#Open lab for Python and Spark
Your task this time is to create a users retention solution based on Spark. We will first collect the data, and then we will analyze the data and find patterns that will help us detect users that should have bonuses.
##Spark Batch Analysis: Creating and analysing an offline datastore Your target is to read a ORC formated data store and detect users that had significant number of loses in their last games (lets say, 70% loses in last 10 games).
- Create connection to ORC based on: https://docs.hortonworks.com/HDPDocuments/HDP2/HDP-2.3.2/bk_spark-guide/content/ch_orc-spark.html
- Create a new table that could store: user id, action date, game type, result (amount of win/loss)
- Insert random values for 1000 users and for each 100 games w/ results between -10 and 10 using http://spark.apache.org/docs/2.1.0/api/python/pyspark.sql.html
- Find the users that in their last 10 games lost 70% of their games using RDD
- Do the same using DataFrames
- Compare the performance of both cases
##Spark Streaming Analysis: Detection on the fly Your target is to monitor a Kafka stream and detect users that had significant number of loses in their last games (lets say, 70% loses in last 10 games). Use for the following as a guidence: https://github.com/apache/spark/blob/master/examples/src/main/python/streaming/stateful_network_wordcount.py
- Create a simulator, using Kafka producer, that generates streams of actions (user id, date, game, result) that will be sent to Kafka w/ results between -10 and 10 (user id, game type, result).

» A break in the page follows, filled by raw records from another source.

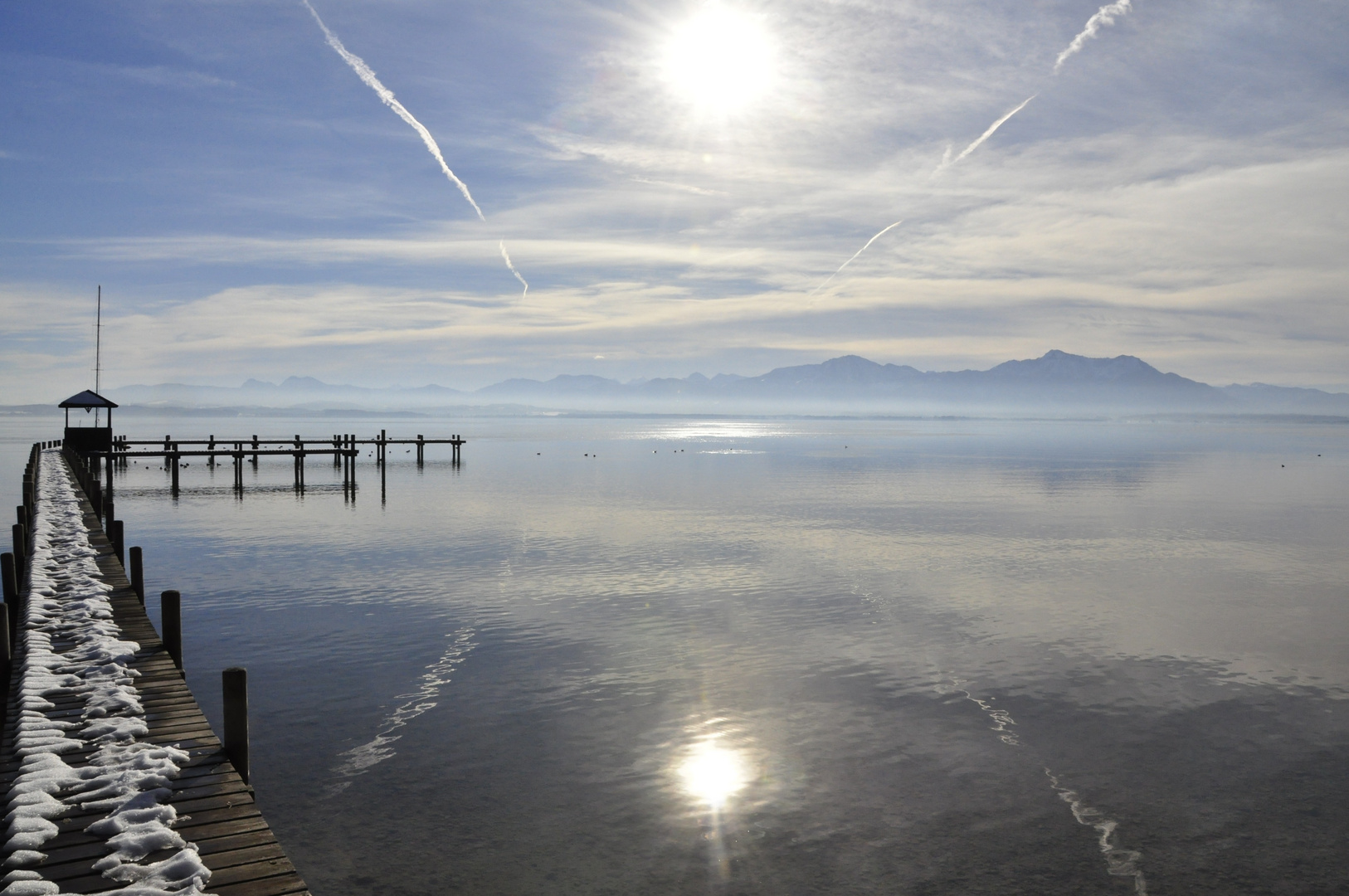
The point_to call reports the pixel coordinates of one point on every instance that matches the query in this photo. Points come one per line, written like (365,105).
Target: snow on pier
(111,777)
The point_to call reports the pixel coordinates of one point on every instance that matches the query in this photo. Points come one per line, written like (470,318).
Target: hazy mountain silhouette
(1055,382)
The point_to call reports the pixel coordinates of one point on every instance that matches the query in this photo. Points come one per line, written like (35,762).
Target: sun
(713,775)
(721,61)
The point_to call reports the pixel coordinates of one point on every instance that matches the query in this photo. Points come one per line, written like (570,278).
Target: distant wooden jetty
(343,448)
(215,805)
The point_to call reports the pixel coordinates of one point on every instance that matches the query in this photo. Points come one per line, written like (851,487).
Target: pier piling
(21,553)
(11,590)
(170,622)
(138,575)
(115,533)
(234,684)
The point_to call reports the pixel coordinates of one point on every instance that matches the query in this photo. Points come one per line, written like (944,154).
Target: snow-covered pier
(111,777)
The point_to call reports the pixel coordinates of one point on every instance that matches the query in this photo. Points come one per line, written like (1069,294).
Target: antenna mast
(97,351)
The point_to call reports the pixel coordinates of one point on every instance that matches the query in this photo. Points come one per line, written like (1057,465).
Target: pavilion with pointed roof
(88,439)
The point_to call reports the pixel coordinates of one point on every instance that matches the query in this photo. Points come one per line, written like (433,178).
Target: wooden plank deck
(216,810)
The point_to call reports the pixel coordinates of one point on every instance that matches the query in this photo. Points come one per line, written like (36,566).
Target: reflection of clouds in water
(362,758)
(1118,861)
(1001,719)
(706,430)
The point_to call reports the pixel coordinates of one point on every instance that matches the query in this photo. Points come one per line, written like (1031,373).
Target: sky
(674,181)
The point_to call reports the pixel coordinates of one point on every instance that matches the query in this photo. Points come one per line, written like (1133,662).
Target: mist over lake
(780,656)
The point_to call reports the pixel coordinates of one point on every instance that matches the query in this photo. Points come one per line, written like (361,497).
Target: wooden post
(6,656)
(138,574)
(115,538)
(170,625)
(234,684)
(11,590)
(21,553)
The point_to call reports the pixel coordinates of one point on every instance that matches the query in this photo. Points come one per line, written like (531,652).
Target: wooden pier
(215,805)
(344,448)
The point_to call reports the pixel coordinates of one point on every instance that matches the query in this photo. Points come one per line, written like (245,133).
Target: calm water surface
(762,656)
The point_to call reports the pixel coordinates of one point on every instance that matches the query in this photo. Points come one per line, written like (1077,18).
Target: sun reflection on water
(713,773)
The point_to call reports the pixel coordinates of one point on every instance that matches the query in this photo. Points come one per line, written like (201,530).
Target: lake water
(779,656)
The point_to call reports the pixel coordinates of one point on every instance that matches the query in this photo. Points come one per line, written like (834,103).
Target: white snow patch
(68,606)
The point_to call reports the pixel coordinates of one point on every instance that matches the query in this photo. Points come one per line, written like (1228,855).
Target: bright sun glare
(721,60)
(713,773)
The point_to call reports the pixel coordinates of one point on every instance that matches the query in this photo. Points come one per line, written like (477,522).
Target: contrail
(1105,15)
(947,161)
(855,256)
(506,258)
(359,66)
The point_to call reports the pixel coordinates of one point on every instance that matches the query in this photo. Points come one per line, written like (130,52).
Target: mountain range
(1056,382)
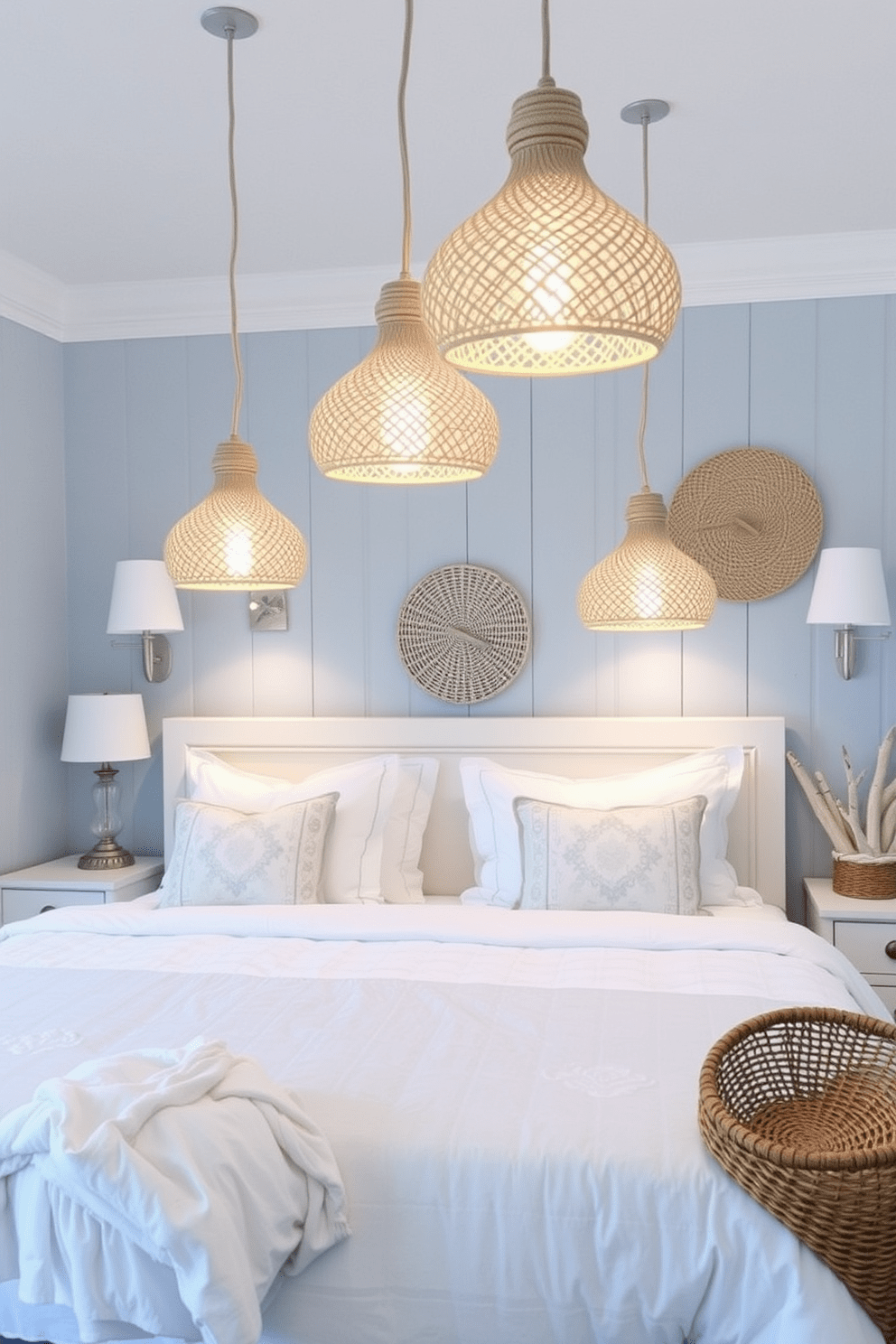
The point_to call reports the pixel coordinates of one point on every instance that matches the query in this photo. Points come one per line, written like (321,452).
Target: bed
(508,1081)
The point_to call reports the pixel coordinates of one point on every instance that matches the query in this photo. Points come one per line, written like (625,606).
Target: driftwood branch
(874,836)
(888,828)
(832,824)
(835,808)
(874,808)
(852,806)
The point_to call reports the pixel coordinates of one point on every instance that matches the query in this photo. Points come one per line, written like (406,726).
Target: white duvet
(510,1098)
(165,1179)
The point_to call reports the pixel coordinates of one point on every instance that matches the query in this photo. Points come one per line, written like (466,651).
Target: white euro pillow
(375,840)
(229,858)
(490,792)
(355,843)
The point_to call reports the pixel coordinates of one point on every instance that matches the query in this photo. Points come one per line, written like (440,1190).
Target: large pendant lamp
(647,583)
(551,275)
(234,539)
(403,415)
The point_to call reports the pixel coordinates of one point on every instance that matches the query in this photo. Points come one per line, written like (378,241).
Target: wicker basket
(873,881)
(799,1106)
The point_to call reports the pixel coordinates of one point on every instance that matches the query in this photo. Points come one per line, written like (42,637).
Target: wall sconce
(144,601)
(849,590)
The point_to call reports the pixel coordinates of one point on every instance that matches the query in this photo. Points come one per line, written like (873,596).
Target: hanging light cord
(231,272)
(546,43)
(402,141)
(645,371)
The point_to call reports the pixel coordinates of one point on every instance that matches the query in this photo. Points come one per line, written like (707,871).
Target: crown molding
(741,272)
(758,270)
(31,297)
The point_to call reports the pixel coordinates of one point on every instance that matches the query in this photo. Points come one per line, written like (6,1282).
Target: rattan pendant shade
(551,275)
(403,415)
(647,583)
(234,537)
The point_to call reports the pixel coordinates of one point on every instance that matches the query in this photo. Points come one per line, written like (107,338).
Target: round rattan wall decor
(463,633)
(751,518)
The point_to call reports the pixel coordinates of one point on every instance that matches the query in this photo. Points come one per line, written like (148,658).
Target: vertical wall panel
(499,509)
(565,472)
(783,418)
(33,672)
(716,417)
(851,391)
(277,427)
(649,666)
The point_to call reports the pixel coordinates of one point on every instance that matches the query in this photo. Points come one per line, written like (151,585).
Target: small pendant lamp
(403,415)
(234,539)
(647,583)
(551,275)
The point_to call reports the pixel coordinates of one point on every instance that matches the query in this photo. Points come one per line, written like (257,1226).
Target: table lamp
(105,727)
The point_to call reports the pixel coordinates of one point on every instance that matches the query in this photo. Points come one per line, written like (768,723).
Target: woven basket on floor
(799,1106)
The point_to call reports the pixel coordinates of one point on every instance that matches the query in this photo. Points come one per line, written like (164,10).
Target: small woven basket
(799,1106)
(874,881)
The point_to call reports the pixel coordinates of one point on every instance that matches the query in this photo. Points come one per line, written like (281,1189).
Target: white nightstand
(863,930)
(62,883)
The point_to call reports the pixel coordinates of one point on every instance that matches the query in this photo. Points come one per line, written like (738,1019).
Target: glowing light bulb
(238,553)
(546,284)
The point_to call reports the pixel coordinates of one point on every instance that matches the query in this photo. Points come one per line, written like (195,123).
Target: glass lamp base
(107,855)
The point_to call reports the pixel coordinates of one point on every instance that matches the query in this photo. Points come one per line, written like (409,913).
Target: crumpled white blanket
(184,1162)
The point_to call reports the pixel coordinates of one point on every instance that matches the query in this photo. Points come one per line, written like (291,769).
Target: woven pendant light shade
(647,583)
(403,415)
(551,275)
(234,539)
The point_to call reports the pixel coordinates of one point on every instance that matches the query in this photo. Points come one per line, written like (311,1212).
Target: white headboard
(576,748)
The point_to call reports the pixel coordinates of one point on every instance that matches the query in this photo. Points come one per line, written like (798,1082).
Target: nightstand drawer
(864,944)
(23,905)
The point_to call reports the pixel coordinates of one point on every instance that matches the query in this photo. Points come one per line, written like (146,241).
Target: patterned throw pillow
(620,859)
(226,858)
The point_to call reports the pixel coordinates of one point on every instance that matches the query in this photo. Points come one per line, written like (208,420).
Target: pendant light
(234,539)
(647,583)
(403,415)
(551,275)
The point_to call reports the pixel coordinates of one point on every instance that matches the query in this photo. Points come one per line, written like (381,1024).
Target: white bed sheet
(510,1097)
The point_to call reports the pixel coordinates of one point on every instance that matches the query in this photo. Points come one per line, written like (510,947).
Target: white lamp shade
(105,727)
(143,598)
(849,588)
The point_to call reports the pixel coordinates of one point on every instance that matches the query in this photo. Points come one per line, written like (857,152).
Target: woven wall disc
(752,518)
(463,633)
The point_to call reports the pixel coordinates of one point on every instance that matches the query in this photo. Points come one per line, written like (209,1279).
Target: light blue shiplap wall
(33,638)
(813,379)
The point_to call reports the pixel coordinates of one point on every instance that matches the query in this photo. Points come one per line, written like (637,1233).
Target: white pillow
(229,858)
(366,790)
(400,876)
(375,845)
(615,859)
(490,789)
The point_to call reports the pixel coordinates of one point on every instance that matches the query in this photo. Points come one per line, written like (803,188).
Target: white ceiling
(113,129)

Take a look here: https://github.com/dpkp/kafka-python
- Create a spark micro job based on a Kafka consumer saves the streams to ORC file:
- Use the following example for Kafka consumer: http://rustyrazorblade.com/2015/05/spark-streaming-with-python-and-kafka/
- Create a Spark streaming micro job that runs in a 5 min sliding window and detects users that had significant loses during that time (use reduceByKeyAndWindow as described here: http://spark.apache.org/docs/latest/streaming-programming-guide.html)
- Create a Spark streaming micro job that detects users in this situation even if that happened before the sliding window timeframe using updateStateByKey (see more https://github.com/apache/spark/blob/v2.1.0/examples/src/main/python/streaming/stateful_network_wordcount.py)
##The Retention Game
- Assuming your participant has the following behavior:
- They have 1000 units, and they cannot play if they reach 0 (no credit)
- They are willing to play on 10 units in every game in a zero/double game
- The player win rate in each game is 48%
- If they win they have 80% to continue
- If they have two wins (or more in a row), they have 90% to continue
- If they lose, they have 60% to continue
- If they lose twice (or more in a row) they have 40% to continue
- If they get a bonus of $10, they consider it as a win
- Create an algorithm that will best alocate bonuses to maximize revenue
- Impelement it using Spark streaming and provide revenue based on 1000 players and maximum of 1000 games per user. The winner will be the one with best revenue.